Include healthy fats like avocado, nuts or nut butters and high fiber foods like whole grains, fruits and vegetables. For protein, include egg whites, sprouts, legumes, pulses and lean cuts of white meat.
Next time a craving hits, take a moment to think about what you really want. Distract your mind by drinking a glass of water or by stepping outside for some time. Go for a short brisk walk, this brings you back to focus and the exercise helps release feel good hormones (endorphins) which is a backup reward system to the brain.
If you are at home, try other forms of distraction like reading a book, take a long relaxing bath, practise yoga or stretches or do some squats
4. Try cinnamon
Cinnamon helps improve insulin sensitivity and glucose control which help reduce sugar cravings. It minimizes insulin spikes post meals which would otherwise lead to more hunger and more sugar cravings.( Anderson et al., Chromium and polyphenols from cinnamon improve insulin sensitivity. Proc Nutr Soc. 2008 Feb ;67(1):48-53. doi: 10.1017/S0029665108006010.)
Cinnamon can be added to porridge, muesli, smoothies or sprinkled over fruit. A pinch of cinnamon powder mixed with water can be taken before a meal to minimize a spike in blood sugar levels that cause cravings.
5. Clean up
Take time to assess the kind of sugary snacks you have at home. If these are easily available, you are asking for trouble. Toss these treats out of the house. Start with a clean eating plan that involves whole foods, eating healthy and exercising regularly. This will keep you responsible and accountable. Chances are you won’t get cravings nearly as often. Habits that have formed over time need to be broken, like adding spoonful’s of sugar to curd at the end of a meal or that bowl of ice cream you just ‘have’ to eat after dinner. These are unhealthy and need to be stopped. During this time, replace sugary snacks with a piece of fresh/ dried fruit. It is also important to be well hydrated, since cravings can be caused by dehydration.
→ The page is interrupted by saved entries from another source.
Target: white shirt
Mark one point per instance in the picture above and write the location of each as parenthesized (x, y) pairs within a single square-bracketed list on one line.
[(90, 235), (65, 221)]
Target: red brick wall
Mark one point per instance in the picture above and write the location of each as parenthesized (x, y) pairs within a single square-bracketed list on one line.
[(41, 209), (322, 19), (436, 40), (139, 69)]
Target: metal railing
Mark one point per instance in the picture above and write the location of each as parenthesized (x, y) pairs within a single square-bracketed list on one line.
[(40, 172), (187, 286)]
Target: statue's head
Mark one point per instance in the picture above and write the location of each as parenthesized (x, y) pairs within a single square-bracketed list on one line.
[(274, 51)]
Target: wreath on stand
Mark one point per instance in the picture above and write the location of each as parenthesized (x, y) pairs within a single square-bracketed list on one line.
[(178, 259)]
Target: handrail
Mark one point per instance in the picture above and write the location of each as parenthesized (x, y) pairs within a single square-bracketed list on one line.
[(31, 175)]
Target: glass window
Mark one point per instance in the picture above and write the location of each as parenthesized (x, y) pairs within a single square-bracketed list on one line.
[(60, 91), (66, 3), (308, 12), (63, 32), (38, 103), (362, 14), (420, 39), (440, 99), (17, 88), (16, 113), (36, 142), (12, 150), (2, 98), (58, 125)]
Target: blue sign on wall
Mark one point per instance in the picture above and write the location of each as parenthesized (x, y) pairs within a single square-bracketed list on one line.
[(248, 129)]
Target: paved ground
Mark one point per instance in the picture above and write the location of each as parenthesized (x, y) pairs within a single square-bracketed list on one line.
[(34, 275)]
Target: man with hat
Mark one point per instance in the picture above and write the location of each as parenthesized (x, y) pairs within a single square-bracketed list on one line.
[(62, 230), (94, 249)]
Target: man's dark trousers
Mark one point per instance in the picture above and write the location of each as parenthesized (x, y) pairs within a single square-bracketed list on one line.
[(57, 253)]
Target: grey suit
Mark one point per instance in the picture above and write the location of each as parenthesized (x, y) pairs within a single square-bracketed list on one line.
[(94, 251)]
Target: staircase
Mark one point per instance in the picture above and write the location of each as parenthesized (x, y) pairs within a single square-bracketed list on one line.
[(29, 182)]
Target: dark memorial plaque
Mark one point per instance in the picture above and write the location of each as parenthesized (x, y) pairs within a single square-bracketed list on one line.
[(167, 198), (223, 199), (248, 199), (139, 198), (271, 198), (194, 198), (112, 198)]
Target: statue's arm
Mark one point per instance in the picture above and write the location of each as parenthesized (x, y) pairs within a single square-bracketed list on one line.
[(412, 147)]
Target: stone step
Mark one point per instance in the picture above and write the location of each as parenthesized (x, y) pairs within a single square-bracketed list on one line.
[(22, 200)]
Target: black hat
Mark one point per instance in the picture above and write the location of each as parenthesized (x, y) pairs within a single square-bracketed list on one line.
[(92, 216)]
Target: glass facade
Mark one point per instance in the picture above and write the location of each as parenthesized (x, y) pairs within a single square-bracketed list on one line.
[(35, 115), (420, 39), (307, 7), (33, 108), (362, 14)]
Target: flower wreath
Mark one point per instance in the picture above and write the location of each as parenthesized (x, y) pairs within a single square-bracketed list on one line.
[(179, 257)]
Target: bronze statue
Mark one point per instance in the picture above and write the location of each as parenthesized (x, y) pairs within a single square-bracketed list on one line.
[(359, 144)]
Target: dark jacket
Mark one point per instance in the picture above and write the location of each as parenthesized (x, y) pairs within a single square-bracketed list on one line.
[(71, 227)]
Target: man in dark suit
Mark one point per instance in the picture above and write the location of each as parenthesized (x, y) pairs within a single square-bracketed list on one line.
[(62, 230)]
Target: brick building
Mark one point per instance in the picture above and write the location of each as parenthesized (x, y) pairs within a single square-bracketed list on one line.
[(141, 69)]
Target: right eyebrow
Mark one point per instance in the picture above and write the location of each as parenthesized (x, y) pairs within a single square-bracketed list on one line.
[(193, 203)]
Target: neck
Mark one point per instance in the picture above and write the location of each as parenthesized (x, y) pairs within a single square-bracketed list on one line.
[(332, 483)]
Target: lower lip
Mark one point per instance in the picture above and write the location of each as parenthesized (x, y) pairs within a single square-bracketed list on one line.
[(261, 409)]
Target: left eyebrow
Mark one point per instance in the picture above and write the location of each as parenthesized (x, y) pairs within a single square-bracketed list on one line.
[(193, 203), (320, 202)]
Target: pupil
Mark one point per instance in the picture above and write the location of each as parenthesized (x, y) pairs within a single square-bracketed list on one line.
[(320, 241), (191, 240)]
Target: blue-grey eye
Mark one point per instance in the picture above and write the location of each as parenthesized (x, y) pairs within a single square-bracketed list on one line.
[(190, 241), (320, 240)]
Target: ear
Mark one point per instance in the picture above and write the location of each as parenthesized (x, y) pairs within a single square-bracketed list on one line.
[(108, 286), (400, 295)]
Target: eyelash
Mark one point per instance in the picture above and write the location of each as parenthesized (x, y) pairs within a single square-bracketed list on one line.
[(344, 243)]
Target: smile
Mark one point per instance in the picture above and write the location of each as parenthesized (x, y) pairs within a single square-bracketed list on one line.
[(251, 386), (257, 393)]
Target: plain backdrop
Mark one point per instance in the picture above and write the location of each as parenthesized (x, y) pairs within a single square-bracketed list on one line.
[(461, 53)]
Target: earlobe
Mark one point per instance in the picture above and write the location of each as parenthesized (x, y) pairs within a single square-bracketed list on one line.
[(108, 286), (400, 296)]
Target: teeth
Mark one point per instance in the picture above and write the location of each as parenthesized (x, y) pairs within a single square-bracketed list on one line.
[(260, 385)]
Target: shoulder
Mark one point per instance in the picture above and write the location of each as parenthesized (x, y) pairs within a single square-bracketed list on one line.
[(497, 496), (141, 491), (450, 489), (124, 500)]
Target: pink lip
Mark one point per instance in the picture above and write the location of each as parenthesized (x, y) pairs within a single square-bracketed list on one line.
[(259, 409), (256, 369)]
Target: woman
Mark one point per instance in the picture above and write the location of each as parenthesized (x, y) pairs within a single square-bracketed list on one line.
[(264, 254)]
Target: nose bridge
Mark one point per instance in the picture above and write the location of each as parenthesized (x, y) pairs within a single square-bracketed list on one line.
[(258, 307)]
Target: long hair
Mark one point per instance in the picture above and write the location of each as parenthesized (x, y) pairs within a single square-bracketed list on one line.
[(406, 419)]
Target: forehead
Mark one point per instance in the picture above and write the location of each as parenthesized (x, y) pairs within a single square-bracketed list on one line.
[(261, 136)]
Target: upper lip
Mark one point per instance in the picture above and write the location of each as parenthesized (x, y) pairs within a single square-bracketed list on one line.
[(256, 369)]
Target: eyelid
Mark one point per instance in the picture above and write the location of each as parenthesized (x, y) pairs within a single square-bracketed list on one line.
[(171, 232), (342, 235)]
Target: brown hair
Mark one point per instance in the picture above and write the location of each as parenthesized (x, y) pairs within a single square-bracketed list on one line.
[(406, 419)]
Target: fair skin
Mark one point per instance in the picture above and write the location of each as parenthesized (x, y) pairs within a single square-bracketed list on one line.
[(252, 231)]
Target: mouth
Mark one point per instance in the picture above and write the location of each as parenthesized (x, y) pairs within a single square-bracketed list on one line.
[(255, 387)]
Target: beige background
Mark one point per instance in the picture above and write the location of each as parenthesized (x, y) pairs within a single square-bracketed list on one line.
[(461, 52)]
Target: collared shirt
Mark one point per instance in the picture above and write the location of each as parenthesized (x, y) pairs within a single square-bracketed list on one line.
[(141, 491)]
What about sugar substitutes? In some people, artificial sweeteners can trigger cravings. These are best avoided when you are trying to avoid too much sugar.
Avoid getting stressed and get a good night’s rest. This is important for good health and can also prevent unhealthy cravings the next day.
During festivals, follow the 3 bite rule as a tool for portion control for sweets. Research has shown that after three bites, the food loses its initial appeal and most of us finish the entire pastry or sweet out of habit. The first bite is delicious, the second confirms the first and with the third your palate has had its fill, you should stop by then.
Indulging in cravings occasionally and within safe limits, without bingeing and ruining your progress, is alright. If you are able to exercise self-control, then you can enjoy sweet treats in moderation. However, if you find yourself unable to control yourself at all around sugary snacks, then it’s best to try to avoid them as much as possible. Giving in to a craving will just feed your sugar addiction.